The Knockturnal was at the New York City premiere where, following the screening, directors Bonni Cohen and Jon Shenk talked about the film. They were joined by Daisy Coleman, her mother, Audrie Pott’s mother Sheila and Tori Amos, who composed an original song for the film.
The panel began with Sheila Pott addressing the reason for the perpetrators of Audrie’s assault speaking on the record in the film.
“We wanted to clear Audrie’s name,” Pott said, “A lot of stories made it sound like she asked for it and she wanted this. She was passed out. There is no way she could have consented.

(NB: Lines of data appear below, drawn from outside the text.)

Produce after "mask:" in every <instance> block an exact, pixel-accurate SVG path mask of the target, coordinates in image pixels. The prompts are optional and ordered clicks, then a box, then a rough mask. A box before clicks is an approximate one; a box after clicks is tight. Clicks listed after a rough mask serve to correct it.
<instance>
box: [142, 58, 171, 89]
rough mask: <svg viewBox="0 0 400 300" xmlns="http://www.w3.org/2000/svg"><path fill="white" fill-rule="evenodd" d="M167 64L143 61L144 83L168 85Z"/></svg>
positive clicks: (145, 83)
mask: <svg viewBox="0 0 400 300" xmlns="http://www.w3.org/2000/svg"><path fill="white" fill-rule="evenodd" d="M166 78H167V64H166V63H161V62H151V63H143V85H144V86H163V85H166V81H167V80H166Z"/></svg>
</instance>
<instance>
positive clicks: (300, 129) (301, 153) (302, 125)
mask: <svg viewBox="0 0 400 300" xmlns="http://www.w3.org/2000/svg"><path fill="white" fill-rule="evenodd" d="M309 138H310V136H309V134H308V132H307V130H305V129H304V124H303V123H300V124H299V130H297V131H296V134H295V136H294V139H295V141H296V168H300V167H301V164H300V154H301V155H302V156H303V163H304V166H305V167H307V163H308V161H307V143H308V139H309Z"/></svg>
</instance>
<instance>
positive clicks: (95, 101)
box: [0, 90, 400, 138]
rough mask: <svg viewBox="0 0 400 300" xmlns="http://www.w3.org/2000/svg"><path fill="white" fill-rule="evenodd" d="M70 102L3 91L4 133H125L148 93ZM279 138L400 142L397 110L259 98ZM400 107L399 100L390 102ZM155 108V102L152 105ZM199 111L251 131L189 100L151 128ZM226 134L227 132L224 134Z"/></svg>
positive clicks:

Consent is very important here.”
Still, she didn’t feel they were forced to face the full consequences of their actions. “A change happened in their life,” she said. “But I don’t think they felt directly responsible for the aftermath.”
The directors didn’t even know the interview segment was going to be part of the film until the last minute.
“We were almost finished shooting and we got this call, Sheila and Larry told us the case had been settled and the perpetrators agreed to these interviews,” Shenk explained the situation. Now, these interviews make up the opening and closing sequences. “The whole project was done in an attempt to gather whatever truth we could,” he added.
Cohen transitioned to Daisy’s story. “We wanted to focus on the way this town expelled her and her family as a result of what happened to her. We couldn’t believe this was happening in our country in exactly that way.”
“It’s an incredibly complicated and emotional case for the town,” Cohen emphasized. “It speaks to the underlying fear in our country. If something like this happens in your town, do you act honorably?”
“At the point they came to us we had death threats and our house burned down,” Melinda Coleman, Daisy’s mother, said while speaking on choosing to agree to make the film, “I hoped we would be safer in the spotlight. I had a talk with the kids and we went forwarding hoping it would make it safer. I think it did.”
When talking about the cyber abuse she experienced Daisy said she is turning that energy around. “I decided I could take that ability to affect someone through the computer screen and turn that into compassion instead.”
Tori Amos, who composed original song “Flicker” for the film, spoke to her inspiration of the song.
“There was a mantra above Charlie (Daisy’s brother) that said ‘monsters are made, not born’,” Amos referred to a specific point in the movie, which she had seen twice at this point. “The muses on my shoulder said no, heroines. They are not born they are made.”
Audrey & Daisy is on Netflix and in select theaters nationwide now.